It is like loud laughter at a funeral, a drinking song in a church.
While the rocking-chair is still rocking she hears suddenly how the piano is laughing at her sorrows, and she stops in the middle of a bar. She rises and turns to the rocking-chair.
But the next instant she is lying in a swoon on the floor. It was not her husband who sat in the rocking-chair, but another,—he to whom little children do not dare to give a name, he who would frighten them to death if they should meet him in the deserted attic.
Can any one whose soul has been filled with legends ever free himself from their dominion? The night wind howls outside, the trees whip the pillars of the balcony with their stiff branches, the sky arches darkly over the far-stretching hills, and I, who sit alone in the night and write, with the lamp lighted and the curtain drawn, I, who am old and ought to be sensible, feel the same shudder creeping up my back as when I first heard this story, and I have to keep lifting my eyes from my work to be certain that no one has come in and hidden himself in that further corner; I have to look out on the balcony to see if there is not a black head looking over the railing.
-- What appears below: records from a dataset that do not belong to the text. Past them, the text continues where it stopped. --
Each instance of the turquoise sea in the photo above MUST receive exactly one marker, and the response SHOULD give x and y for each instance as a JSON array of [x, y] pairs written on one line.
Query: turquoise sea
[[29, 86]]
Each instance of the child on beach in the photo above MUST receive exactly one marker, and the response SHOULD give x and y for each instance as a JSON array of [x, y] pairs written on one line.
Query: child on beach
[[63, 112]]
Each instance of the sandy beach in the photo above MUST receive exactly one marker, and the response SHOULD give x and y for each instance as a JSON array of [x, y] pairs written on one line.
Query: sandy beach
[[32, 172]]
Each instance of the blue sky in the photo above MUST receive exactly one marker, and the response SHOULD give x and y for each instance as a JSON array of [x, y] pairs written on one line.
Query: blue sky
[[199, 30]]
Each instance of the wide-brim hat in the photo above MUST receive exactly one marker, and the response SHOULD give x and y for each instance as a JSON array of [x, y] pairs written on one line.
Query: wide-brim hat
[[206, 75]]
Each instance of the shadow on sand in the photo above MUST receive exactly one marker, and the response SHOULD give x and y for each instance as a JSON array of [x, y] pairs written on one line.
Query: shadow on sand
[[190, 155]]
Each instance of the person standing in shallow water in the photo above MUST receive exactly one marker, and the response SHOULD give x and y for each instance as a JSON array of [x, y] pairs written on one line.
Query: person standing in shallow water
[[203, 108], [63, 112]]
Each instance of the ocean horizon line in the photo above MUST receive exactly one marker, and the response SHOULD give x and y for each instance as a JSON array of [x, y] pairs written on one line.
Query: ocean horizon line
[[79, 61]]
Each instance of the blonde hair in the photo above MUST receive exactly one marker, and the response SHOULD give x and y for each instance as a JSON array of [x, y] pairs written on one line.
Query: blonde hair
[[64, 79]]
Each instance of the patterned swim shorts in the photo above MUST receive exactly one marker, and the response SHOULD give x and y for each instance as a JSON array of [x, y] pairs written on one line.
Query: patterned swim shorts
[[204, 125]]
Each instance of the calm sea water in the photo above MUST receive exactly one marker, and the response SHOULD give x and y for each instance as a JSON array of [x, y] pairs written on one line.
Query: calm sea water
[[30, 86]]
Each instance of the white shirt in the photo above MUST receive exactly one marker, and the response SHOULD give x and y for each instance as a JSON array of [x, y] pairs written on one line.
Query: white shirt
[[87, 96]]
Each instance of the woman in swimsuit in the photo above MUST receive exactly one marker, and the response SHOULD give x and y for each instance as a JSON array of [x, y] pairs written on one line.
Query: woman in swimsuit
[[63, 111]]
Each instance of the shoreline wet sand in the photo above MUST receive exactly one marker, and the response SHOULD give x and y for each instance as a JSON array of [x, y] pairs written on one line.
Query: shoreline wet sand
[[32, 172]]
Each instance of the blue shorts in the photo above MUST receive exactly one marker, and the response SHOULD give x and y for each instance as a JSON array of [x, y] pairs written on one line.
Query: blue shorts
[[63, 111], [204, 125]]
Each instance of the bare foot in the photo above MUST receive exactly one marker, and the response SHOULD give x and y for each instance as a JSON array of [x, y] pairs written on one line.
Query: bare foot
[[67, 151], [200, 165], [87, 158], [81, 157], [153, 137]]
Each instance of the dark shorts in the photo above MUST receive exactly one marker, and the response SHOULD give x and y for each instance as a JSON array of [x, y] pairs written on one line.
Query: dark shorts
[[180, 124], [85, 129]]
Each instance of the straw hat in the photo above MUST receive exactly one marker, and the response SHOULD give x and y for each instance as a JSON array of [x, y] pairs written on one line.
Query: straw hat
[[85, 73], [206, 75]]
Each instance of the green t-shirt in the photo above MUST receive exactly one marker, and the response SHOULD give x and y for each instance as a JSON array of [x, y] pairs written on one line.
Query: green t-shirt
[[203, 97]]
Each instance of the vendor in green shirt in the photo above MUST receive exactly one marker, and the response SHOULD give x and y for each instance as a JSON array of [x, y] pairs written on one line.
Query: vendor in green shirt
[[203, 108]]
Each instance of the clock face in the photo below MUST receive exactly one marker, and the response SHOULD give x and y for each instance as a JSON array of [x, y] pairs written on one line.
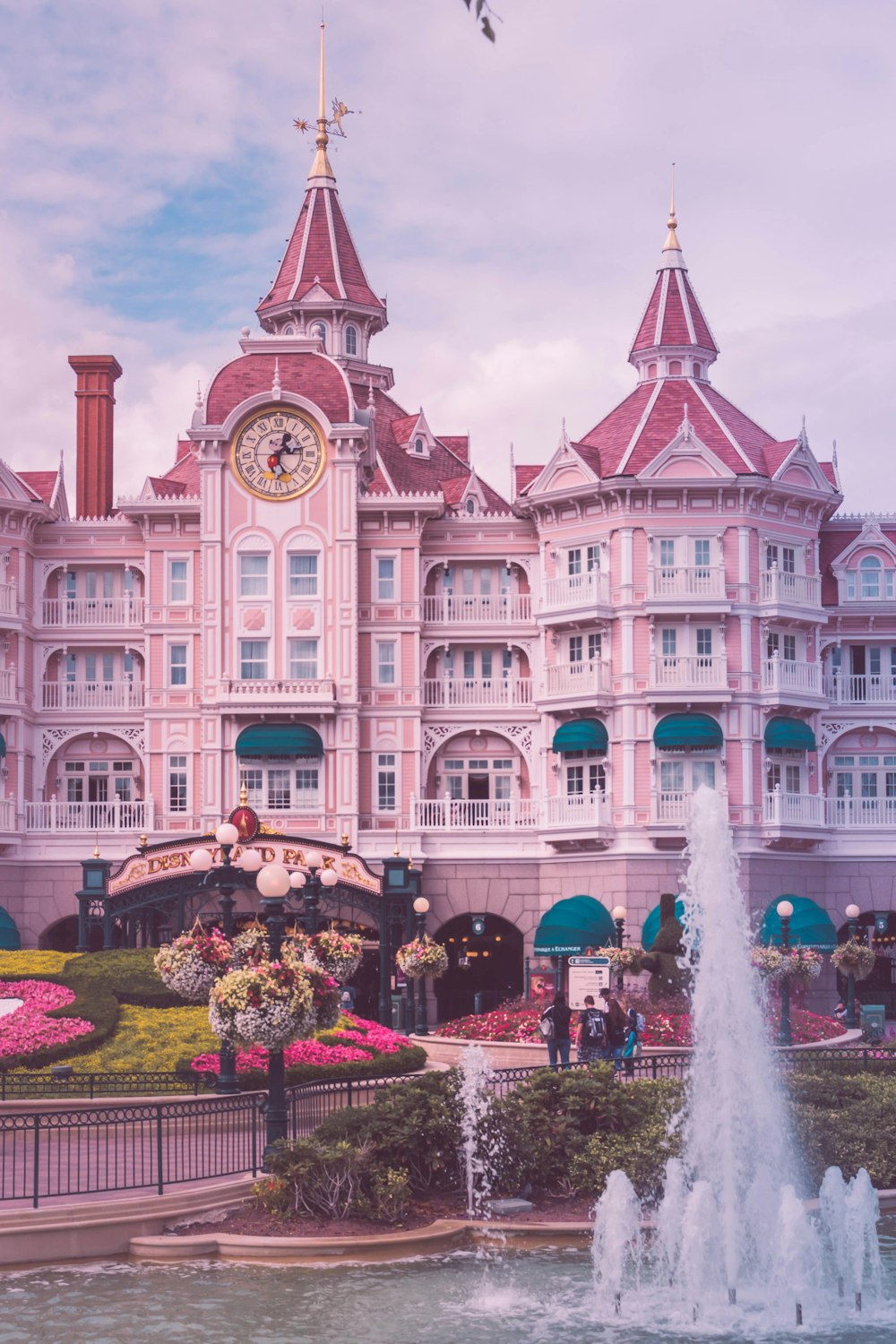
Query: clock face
[[279, 453]]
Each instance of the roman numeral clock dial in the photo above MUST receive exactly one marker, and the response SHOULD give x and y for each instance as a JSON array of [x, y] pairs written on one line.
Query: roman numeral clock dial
[[279, 453]]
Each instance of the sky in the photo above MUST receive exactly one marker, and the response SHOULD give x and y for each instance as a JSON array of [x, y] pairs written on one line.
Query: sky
[[509, 201]]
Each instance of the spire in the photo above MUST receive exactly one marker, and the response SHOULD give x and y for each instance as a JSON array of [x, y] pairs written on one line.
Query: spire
[[322, 167]]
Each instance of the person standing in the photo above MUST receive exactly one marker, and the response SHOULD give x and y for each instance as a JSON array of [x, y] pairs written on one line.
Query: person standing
[[555, 1029]]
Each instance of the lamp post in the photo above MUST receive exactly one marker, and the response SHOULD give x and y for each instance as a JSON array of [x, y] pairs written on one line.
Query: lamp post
[[618, 914], [852, 914], [226, 879], [421, 910], [785, 911]]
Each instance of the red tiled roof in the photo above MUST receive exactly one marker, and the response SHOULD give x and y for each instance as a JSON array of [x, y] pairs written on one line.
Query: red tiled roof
[[308, 373]]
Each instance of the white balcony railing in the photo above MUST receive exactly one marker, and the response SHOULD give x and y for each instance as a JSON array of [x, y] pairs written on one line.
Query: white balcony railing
[[861, 814], [790, 589], [89, 816], [786, 675], [793, 809], [686, 581], [93, 610], [93, 695], [458, 693], [479, 609], [567, 590], [582, 677], [845, 688], [689, 671]]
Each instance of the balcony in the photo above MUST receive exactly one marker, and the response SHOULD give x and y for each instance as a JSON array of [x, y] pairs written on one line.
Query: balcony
[[571, 679], [790, 677], [89, 816], [89, 612], [689, 672], [842, 688], [474, 693], [780, 589], [575, 591], [688, 583], [93, 695], [461, 609]]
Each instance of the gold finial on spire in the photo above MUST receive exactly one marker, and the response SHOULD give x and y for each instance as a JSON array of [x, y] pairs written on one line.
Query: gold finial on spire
[[672, 223]]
This fright never leaves me when the night is dark and solitude deep; and it becomes at last so dreadful that I must throw aside my pen, creep down in my bed and draw the blanket up over my eyes.
It was the great, secret wonder of my childhood that Ulrika Dillner survived that afternoon. I should never have done so.
I hope, dear friends, that you may never see the tears of old eyes. And that you may not have to stand helpless when a gray head leans against your breast for support, or when old hands are clasped about yours in a silent prayer. May you never see the old sunk in a sorrow which you cannot comfort.
What is the grief of the young? They have strength, they have hope. But what suffering it is when the old weep; what despair when they, who have always been the support of your young days, sink into helpless wailing.
There sat Anna Stjärnhök and listened to old Ulrika, and she saw no way out for her.